The venture seeks to bring the beauty giant precisely what Campinell wants to impress upon consumers — brand identity in a prestige environment. L’Oréal, an upscale mass beauty brand with technology-driven products, will feature items such as the Féria, Preference and Excellence hair color brands; L’Oréal Colour Riche lipstick; True Match foundation, and Dermo-Expertise skin care products.

The store might deliver for L’Oréal as much as for consumers. The potential for what the company stands to learn about customer shopping habits, merchandising and marketing issues, and what the consumer wants in terms of product, might even make L’Oréal’s main competitor, Procter & Gamble, among the most innovative companies in terms of data collection and consumer focus groups, stand at attention.

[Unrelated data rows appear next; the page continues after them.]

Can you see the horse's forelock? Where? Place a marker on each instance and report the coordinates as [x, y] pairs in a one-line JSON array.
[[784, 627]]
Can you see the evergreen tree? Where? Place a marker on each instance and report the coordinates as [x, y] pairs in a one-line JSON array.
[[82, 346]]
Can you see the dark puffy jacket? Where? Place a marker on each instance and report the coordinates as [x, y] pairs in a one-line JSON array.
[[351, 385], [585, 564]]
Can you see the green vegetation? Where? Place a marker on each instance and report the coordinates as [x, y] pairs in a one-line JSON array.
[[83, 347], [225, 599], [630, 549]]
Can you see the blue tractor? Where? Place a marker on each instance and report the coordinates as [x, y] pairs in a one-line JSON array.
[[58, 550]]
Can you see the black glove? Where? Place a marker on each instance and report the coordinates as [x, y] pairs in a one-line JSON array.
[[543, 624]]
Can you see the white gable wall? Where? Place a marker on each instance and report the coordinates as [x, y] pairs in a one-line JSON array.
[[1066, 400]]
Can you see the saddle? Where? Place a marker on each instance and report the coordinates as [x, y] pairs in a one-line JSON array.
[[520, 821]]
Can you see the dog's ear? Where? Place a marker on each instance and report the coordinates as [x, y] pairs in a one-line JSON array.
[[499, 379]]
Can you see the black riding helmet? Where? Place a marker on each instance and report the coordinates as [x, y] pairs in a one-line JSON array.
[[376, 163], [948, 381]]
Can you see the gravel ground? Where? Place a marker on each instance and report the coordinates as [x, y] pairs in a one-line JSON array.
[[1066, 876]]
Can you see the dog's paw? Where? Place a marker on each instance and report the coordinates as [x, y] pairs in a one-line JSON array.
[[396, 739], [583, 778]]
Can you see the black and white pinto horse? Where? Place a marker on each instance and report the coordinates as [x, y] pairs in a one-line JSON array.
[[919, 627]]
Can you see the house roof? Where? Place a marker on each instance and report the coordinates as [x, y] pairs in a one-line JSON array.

“We do think the L’Oréal stores will provide some interesting insight on consumer behavior and product education opportunities,” said a beauty executive at a leading national drugstore chain. Translating L’Oréal’s in-store experience to the drugstore industry’s limited beauty environment must remain realistic, the executive said, in terms of service and displays for the store’s data potential to pay off.

Campinell, who took over as president two years ago after 18 years with the company, said that news of the store — and another location to follow in Farmington, Conn. in November — has gone over so well with retailers that several larger chains are inquiring how they could fit a L’Oréal store-within-a-store version in their units.